Publié le 13 janvier 2026 à 13h02. Un ancien imprimeur dublinois affirme avoir été injustement licencié après avoir porté plainte pour harcèlement et comportement inapproprié envers un collègue, et dénonce un complot orchestré par ses anciens camarades de travail.
- Declan Walsh, 57 ans, a perdu son emploi chez Labelcraft (Poolville Ltd) après avoir accusé un collègue d’agression et de propos dégradants.
- L’entreprise justifie son licenciement par une perte de confiance suite à des accusations jugées infondées concernant une fouille dans ses effets personnels.
- M. Walsh évoque un complot de ses collègues, motivé par sa compétence et son origine géographique.
L’affaire a été portée devant la Workplace Relations Commission (WRC), l’organisme irlandais chargé de régler les litiges en matière de droit du travail. Declan Walsh, qui occupait un poste d’imprimeur lithographique avec un salaire annuel de 48 000 € (environ 56 000 € au taux de change actuel), a été licencié en septembre 2024 de l’imprimerie située à Tallaght, Dublin 24.
Selon M. Walsh, les faits se sont déroulés après qu’il ait signalé à la direction le comportement agressif d’un autre imprimeur, identifié par ses initiales M. M. Il affirme que M. M. l’a menacé et tenu des propos insultants, qualifiés de « comportement de ghetto ». Il a également accusé M. M. d’avoir bénéficié d’un favoritisme en raison de ses origines communes avec un superviseur de l’entreprise.

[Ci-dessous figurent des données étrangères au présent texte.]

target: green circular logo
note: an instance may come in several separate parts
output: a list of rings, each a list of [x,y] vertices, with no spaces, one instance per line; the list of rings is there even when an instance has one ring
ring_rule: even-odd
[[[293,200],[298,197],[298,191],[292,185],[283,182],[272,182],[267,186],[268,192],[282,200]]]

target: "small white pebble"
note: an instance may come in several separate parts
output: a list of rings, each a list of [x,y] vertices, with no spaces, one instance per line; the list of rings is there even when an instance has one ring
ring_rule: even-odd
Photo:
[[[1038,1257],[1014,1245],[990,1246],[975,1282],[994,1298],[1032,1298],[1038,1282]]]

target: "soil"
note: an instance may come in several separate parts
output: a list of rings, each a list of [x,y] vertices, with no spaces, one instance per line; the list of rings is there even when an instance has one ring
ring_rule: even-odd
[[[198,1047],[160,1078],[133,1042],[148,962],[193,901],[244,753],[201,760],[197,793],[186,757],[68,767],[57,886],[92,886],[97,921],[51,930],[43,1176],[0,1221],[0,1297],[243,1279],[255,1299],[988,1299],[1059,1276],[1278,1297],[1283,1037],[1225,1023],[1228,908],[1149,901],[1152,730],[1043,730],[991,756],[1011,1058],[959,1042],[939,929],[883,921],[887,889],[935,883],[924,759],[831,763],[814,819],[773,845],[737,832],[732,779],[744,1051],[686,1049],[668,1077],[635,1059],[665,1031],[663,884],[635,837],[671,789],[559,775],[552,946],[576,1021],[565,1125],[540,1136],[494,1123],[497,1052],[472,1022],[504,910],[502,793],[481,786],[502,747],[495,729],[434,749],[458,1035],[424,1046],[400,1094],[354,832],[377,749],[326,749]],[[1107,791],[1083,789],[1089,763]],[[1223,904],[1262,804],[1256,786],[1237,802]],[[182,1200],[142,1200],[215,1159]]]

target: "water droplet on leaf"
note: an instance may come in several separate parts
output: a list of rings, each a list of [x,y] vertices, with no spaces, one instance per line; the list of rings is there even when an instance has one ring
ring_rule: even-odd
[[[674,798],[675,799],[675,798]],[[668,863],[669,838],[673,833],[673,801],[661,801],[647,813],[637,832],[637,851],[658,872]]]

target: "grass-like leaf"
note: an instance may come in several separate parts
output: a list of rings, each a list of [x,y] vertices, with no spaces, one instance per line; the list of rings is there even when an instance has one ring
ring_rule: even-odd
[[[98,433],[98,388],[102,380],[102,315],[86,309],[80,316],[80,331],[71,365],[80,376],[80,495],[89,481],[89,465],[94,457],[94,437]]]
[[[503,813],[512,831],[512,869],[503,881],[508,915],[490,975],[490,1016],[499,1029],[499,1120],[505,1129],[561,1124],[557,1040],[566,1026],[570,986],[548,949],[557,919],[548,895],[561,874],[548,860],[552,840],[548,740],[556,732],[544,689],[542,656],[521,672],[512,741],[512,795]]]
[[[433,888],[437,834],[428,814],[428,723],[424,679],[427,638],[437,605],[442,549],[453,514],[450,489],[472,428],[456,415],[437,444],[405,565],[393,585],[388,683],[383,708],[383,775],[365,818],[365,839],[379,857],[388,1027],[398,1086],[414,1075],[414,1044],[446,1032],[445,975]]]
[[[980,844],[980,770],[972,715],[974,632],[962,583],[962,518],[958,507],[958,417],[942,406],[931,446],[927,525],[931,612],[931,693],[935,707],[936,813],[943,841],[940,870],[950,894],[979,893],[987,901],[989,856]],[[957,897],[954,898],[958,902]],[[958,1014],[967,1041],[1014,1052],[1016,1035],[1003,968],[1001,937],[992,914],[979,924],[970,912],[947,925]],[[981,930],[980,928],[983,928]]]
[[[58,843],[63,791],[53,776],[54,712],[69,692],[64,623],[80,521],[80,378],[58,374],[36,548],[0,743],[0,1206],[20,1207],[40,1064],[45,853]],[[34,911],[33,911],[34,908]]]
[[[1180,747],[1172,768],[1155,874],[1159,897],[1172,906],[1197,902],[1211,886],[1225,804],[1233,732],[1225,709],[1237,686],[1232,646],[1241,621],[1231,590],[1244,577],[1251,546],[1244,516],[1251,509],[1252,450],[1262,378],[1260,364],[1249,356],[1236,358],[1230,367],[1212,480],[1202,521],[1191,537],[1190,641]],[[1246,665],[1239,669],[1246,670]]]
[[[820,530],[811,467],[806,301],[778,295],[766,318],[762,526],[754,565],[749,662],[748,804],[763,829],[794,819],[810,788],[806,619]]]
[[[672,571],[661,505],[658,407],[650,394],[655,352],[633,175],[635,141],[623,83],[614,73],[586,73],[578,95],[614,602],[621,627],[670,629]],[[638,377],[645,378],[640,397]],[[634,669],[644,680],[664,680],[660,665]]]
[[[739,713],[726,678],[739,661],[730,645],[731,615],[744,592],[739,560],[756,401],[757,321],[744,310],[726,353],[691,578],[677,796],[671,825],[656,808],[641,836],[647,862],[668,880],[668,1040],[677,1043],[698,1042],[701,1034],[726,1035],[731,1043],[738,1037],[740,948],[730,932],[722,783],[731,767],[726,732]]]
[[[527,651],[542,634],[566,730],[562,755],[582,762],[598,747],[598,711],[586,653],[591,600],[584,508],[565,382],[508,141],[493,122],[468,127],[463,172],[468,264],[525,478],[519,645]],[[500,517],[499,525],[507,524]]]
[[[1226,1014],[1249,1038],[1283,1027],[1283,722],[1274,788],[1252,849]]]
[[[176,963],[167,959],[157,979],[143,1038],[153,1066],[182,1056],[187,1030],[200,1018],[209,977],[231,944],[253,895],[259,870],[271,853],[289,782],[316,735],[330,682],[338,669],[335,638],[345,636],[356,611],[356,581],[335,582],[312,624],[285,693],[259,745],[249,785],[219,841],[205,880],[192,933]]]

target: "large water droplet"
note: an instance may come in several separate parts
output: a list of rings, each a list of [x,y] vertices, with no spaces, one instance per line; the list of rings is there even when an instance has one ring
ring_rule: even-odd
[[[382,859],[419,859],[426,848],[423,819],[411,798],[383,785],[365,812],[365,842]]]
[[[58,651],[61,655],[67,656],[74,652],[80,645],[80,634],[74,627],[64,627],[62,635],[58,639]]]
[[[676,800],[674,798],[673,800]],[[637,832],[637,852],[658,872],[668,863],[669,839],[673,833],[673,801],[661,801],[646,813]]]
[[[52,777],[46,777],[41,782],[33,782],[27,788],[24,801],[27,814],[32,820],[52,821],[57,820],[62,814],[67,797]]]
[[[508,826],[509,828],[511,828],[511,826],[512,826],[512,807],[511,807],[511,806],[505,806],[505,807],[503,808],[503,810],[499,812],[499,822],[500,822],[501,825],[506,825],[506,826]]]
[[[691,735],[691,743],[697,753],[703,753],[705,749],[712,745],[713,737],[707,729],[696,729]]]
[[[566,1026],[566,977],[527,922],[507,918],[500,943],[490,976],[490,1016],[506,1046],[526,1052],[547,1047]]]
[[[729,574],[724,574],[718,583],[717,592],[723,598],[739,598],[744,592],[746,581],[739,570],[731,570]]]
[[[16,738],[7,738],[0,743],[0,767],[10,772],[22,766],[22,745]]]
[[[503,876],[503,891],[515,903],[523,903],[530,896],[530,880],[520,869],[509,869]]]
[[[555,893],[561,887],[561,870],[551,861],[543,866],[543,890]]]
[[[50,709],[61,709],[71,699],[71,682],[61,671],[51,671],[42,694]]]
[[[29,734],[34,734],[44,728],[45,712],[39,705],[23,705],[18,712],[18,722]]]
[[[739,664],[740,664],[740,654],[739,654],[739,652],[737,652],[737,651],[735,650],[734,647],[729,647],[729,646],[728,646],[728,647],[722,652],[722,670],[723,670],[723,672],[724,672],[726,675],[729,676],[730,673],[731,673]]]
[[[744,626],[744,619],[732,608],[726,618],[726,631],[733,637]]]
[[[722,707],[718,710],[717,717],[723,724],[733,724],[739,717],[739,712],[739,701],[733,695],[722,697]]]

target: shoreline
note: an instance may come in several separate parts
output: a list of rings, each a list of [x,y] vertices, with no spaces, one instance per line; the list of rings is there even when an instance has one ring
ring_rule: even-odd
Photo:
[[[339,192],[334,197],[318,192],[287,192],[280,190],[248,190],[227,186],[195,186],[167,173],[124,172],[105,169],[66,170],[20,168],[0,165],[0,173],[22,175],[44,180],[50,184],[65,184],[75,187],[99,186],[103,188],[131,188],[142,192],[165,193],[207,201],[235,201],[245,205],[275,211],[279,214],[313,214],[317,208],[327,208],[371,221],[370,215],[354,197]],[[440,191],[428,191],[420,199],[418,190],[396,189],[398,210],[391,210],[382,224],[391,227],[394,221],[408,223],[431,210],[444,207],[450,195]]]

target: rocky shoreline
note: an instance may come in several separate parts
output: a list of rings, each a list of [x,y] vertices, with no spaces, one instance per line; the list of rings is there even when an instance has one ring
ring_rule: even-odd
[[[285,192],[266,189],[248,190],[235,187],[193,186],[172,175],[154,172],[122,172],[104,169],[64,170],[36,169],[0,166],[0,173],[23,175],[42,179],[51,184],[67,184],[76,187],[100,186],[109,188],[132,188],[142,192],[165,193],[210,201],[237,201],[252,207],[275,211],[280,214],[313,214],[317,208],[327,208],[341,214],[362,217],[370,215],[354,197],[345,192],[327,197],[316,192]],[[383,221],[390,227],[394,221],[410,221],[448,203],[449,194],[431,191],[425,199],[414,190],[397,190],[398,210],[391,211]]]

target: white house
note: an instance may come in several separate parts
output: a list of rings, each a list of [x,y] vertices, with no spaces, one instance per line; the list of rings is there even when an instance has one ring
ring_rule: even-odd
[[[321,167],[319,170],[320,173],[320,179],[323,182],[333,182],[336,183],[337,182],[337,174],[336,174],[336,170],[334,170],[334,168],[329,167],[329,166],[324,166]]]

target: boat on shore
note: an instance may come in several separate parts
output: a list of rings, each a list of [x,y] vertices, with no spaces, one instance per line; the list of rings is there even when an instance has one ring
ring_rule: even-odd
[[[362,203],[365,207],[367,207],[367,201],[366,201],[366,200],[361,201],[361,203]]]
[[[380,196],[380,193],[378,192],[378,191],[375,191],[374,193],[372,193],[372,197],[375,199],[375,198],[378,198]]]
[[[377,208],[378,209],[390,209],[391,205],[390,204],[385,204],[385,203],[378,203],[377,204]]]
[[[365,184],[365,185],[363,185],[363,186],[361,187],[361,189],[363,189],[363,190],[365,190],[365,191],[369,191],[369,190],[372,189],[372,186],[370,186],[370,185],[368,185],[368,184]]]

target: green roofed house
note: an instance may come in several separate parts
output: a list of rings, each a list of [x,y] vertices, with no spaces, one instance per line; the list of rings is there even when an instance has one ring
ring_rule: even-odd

L’enquête sur la plainte initiale de M. Walsh a été interrompue lorsque la direction a appris qu’il avait tenu des propos concernant une fouille dans son sac par son supérieur hiérarchique. Tony Sullivan, contrôleur financier de l’entreprise, a témoigné devant la WRC, expliquant qu’une enquête disciplinaire a alors été ouverte contre M. Walsh.
Selon M. Sullivan, M. Walsh aurait déclaré à la cantine que son manager avait fouillé ses effets personnels. La lettre de licenciement mentionnait une « fausse allégation » visant à discréditer le manager. M. Walsh a nuancé cette version, affirmant avoir simplement suggéré que le manager avait pu jeter un coup d’œil dans son sac.
Il a expliqué qu’il avait un pot de yaourt fait maison dans son sac et que le manager cherchait à lui trouver des défauts. Il a également insisté sur le fait qu’il n’y avait pas de réelle rupture de confiance avec son supérieur, mais plutôt une conspiration de ses collègues, jaloux de ses compétences.
« En fait, ce sont les autres employés qui complotaient contre moi parce que j’étais meilleur qu’eux dans mon travail. Il y avait une collusion dans mon dos. »
Declan Walsh, ancien imprimeur
M. Walsh a également évoqué des tensions passées avec M. M., notamment une dispute au printemps 2024 qui avait conduit à une modification de l’organisation du travail pour éviter qu’ils ne se croisent. Il avait même recommandé le licenciement de M. M.
L’arbitre Catherine Byrne a dû interrompre M. Walsh à plusieurs reprises lorsqu’il a fait référence à l’accent dublinois de M. M., qu’il associait à un comportement agressif et dégradant. Elle a rappelé que l’origine géographique n’était pas pertinente et a qualifié ses propos d’offensants.
« Si je parais arrogant, c’est uniquement parce que je sais ce que je fais. Je suis proactif et je n’aime pas faire des boulots de merde. »
Declan Walsh, ancien imprimeur
L’audience s’est conclue après le témoignage de M. Walsh concernant les pertes financières subies pendant sa période de chômage. Catherine Byrne a annoncé qu’elle rendrait sa décision dans les meilleurs délais.